However, this doesn't match UAs; Trident, Gecko and Presto all allow the characters to be escaped and still invoke the normal URI token parsing.

The spec should be changed to match reality.

Conversation begins:
Bug report:
http://lists.w3.org/Archives/Public/www-style/2012May/0327.html

Comment 1 Anton P 2012-06-16 15:15:32 UTC

This issue has an interesting history.


It began life as Issue 23 [http://wiki.csswg.org/spec/css2.1#issue-23]:

URL
    http://lists.w3.org/Archives/Public/www-style/2007Dec/0215.html
Summary
    “url(” needs to be {u}{r}{l}”(” in grammar
Resolution
    Assumed editorial.
Status
    Closed.
Testcases
    uri-015


It was implemented in the 2009-04-23 CR as Change 5.89 [http://www.w3.org/TR/CSS21/changes.html#q376]:

C.5.89 Section G.2 Lexical scanner

[2008-03-05] Change the tokenizer rules

from

"url("{w}{string}{w}")" {return URI;}
"url("{w}{url}{w}")"    {return URI;}

to

{U}{R}{L}"("{w}{string}{w}")"	{return URI;}
{U}{R}{L}"("{w}{url}{w}")"	{return URI;}


Unfortunately, this change only happened in G.2, rather than uniformly across both G.2 and 4.1.1, as observed by Bjoern Hoehrman in http://lists.w3.org/Archives/Public/www-style/2010Jul/0499 .  This led to the change being reversed in the 2011-04-12 PR as Change 8.52 [http://www.w3.org/TR/CSS21/changes.html#q546]:

C.8.52 G.2 Lexical scanner

The tokenizer in the appendix allowed backslashes in the URI token, in contradiction with the same token in the core grammar and the error recovery token {baduri}:

Change from

    {U}{R}{L}"("{w}{string}{w}")"      {return URI;}
    {U}{R}{L}"("{w}{url}{w}")"         {return URI;}

to

    "url("{w}{string}{w}")"            {return URI;}
    "url("{w}{url}{w}")"               {return URI;}

(Note that the Change description mentions an incompatiblity with the BAD_URI token, which is rather disingenuous given that this token was first introduced at the same time as the Change.)

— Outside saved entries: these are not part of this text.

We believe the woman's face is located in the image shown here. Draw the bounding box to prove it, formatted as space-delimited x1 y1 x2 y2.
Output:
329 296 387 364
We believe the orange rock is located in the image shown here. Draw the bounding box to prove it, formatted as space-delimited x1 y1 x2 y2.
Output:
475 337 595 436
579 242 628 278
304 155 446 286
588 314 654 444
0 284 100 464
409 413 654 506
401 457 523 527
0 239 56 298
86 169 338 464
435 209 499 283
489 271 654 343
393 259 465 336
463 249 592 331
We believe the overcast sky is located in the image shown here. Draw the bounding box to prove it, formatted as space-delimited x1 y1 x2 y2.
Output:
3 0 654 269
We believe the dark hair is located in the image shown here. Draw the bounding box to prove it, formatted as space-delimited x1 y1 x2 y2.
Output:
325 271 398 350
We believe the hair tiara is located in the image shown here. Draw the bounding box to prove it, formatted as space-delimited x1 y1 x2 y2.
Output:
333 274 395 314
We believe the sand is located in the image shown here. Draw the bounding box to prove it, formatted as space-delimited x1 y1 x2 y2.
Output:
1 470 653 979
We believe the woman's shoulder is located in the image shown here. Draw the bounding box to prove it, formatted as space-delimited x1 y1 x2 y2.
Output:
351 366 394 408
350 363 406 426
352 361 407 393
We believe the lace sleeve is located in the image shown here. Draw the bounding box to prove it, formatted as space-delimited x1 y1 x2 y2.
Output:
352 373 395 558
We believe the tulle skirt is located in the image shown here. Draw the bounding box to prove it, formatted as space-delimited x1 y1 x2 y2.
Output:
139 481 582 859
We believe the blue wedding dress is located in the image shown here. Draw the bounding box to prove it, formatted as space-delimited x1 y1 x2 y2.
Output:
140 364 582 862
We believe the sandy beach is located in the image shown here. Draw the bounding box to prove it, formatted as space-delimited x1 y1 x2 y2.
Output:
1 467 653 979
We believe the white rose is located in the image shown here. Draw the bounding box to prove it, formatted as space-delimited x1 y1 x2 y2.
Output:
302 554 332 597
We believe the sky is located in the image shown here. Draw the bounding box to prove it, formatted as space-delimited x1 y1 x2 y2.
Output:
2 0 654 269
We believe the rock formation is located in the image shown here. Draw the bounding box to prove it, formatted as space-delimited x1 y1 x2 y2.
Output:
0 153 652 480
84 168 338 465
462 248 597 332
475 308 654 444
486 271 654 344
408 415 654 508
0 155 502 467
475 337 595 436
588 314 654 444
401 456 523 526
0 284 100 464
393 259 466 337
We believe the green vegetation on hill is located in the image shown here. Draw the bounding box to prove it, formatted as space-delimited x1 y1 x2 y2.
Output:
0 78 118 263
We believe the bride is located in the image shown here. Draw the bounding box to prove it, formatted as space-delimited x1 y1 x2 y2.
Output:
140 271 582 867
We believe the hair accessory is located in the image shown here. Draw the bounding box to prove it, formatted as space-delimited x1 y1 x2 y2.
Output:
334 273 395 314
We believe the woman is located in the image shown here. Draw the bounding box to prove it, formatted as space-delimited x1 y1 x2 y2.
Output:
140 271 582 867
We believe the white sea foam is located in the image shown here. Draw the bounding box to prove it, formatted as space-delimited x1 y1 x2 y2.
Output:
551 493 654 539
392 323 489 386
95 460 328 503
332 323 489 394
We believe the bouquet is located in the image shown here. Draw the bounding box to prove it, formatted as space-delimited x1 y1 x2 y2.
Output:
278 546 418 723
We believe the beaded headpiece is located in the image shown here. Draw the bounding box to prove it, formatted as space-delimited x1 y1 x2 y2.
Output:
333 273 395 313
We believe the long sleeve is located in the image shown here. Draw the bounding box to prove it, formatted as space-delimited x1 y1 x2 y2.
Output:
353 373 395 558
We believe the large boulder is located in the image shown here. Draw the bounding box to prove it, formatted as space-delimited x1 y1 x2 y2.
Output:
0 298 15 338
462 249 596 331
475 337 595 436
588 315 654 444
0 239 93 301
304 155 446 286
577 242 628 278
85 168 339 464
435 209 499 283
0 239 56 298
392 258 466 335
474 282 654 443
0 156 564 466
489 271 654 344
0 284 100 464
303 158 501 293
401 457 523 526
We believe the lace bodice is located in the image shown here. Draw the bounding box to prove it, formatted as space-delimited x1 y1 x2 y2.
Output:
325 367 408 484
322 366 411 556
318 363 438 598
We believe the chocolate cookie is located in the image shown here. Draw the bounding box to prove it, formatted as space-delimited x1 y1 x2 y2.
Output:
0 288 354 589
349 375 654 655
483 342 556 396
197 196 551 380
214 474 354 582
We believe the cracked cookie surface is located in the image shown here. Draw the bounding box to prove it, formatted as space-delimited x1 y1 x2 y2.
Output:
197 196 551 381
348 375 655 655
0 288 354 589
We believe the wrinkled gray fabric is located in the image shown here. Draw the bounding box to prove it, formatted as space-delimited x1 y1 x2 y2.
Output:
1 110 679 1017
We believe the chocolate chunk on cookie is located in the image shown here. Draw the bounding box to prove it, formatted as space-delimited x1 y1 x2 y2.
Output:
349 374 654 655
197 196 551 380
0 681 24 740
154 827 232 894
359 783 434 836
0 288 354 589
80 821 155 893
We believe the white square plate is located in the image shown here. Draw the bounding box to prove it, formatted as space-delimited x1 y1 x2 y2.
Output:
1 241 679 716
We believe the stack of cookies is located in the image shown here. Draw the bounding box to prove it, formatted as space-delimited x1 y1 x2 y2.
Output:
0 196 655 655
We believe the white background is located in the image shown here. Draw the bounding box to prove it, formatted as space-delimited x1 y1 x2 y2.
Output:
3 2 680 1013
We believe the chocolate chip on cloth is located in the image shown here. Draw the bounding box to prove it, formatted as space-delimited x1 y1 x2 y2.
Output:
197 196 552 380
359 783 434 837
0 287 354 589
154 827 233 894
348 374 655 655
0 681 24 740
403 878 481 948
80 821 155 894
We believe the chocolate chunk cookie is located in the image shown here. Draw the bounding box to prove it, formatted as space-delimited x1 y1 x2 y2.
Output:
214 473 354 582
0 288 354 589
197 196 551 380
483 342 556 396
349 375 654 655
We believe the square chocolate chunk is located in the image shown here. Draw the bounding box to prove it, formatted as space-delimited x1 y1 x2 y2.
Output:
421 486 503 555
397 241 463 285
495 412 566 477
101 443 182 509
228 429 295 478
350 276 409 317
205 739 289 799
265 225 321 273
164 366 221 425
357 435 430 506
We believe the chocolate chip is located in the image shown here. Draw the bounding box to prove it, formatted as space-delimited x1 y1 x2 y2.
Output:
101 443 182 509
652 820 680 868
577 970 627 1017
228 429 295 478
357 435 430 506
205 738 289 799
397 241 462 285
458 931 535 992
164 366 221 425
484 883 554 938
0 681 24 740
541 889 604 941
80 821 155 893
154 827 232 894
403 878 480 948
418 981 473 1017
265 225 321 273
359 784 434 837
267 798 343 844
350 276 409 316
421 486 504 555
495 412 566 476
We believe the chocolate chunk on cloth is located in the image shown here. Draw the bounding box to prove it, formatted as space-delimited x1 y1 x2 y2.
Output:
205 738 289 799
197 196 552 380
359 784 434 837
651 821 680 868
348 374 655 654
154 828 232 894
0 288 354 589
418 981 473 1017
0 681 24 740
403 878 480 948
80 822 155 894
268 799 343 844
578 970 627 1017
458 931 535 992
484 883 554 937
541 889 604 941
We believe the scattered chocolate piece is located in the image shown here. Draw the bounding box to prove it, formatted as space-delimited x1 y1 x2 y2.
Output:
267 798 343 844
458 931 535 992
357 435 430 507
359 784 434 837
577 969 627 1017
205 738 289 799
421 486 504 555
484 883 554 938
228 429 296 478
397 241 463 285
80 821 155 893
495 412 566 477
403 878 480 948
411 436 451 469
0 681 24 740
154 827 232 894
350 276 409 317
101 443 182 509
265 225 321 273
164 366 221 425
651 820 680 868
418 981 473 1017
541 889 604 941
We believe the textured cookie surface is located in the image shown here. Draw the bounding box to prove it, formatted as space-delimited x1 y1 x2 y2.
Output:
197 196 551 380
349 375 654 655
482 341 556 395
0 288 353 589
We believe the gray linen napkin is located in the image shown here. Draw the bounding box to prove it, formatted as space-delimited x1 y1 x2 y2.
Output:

This led to a discussion (starting at http://lists.w3.org/Archives/Public/www-style/2011Apr/0680.html ) concerning the validity of a particular test case in the test suite.


The issue was noted in http://lists.w3.org/Archives/Public/www-style/2012Apr/0152 to have an impact on the attr() function from css3-values.

Comment 2 Anton P 2013-01-14 18:21:12 UTC

The WG resolved[1] to permit escaping of the letters 'u', 'r' and 'l' at the start of the URI token (and implicitly resolved to do the same for BAD_URI).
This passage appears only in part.